Gerald Smit, a longtime AT&T employee, was forty-seven when AT&T changed its pension plan in 1998. At the time, his pension would have been worth $1,985 a month when he reached age fifty-five. Though he continued to work at AT&T for eight more years, when he left, his pension was still worth just $1,985 a month. For other employees, the waiting period could be longer. Minutes of a 1997 meeting of AT&T’s pension consultants noted that “employees in their 40s could lose, [and] have to wait 10 years for benefits. By contrast, the benefit would build “immediately for younger employees.” (The benefits for younger employees and new hires would grow immediately, because they had accumulated little or nothing under the old pension.)
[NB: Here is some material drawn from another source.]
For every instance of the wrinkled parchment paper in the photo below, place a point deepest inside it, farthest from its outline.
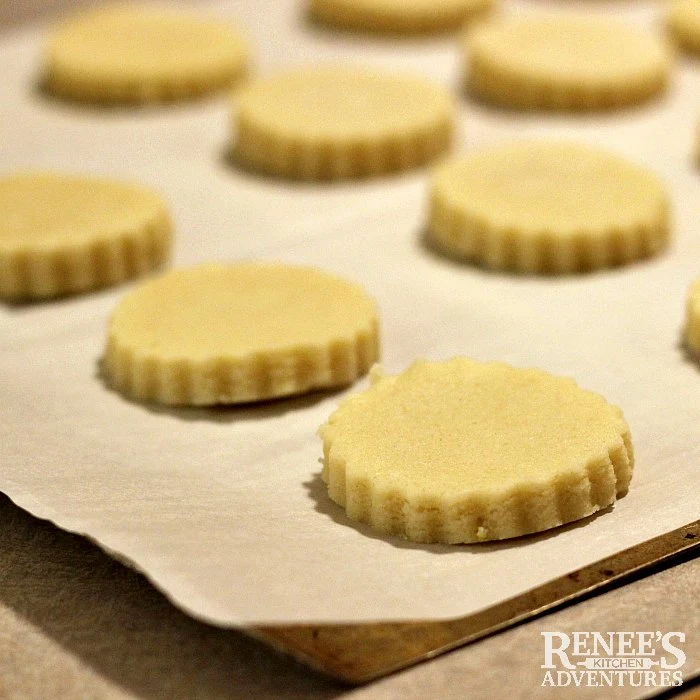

From the beginning, the cash-balance plan’s ability to disguise the pension cuts was one of its selling points with employers. In 1986, Eric Lofgren, an actuary and principal with Mercer-Meidinger (later called Mercer), discussed the newfangled cash-balance plans on a panel discussing new kinds of pension plans at an actuaries conference. The cash-balance plan, he explained, was a pension plan “masquerading as a defined contribution” savings plan, like a 401(k). It was, he commented, “a very worthy concept.”
Lofgren went on to provide two definitions of the cash-balance plan. “Both definitions are true, but they slant in different directions,” he said. “The first definition is the upbeat definition: ‘Dear employee: A cash-balance plan is an exciting, modern, flexible new plan designed with the advantages of both defined benefit and defined contribution. Easy to understand, each employee quickly vests in a portable lump sum account which is guaranteed to increase at the CPI [consumer price index] for inflation protection. There are many benefit options at retirement.’ ”
He continued: “The second definition goes like this: ‘Dear employee: We’ve got for you a cash-balance pension plan. It’s our way to disguise the cutbacks in your benefits. First we’re going to change it to career average [meaning that the benefit would be based on an average of one’s salary, not the highest amount, as in a traditional pension]. We’ll express the benefits as a lump sum so we can highlight the use of the CPI, a submarket interest rate. What money is left in the plan will be directed towards employees who leave after just a few years. Just to make sure, we’ll reduce early-retirement subsidies.’ ” These subsidies allow a person to retire at age fifty-five or sixty with roughly the same pension as if they’d stayed to age sixty-five. Taking away the subsidy could reduce a pension by 20 percent or more.
The desired effect of the pension change, from the employer’s point of view, was not just that it froze the pensions of older employees, but redirected some of the savings to younger workers. Publicly, employers emphasized that the new pension was better for “young, mobile workers” (a phrase that appeared in virtually every piece of marketing material issued by a company to help explain why it had changed the plan). In fact, two-thirds of young workers leave their jobs without vesting in their pensions, meaning that they got nothing. The forfeited amounts remained in the plan.
Initially, other consulting firms were skeptical of this radical design. But as Kwasha Lipton converted pension plans at Hershey, Dana, Cabot, and other companies, competing consulting firms saw a lucrative opportunity. Soon Mercer, Towers Perrin, and Watson Wyatt developed their own hybrid plans, and they too emphasized the ability of the plans to mask pension cuts.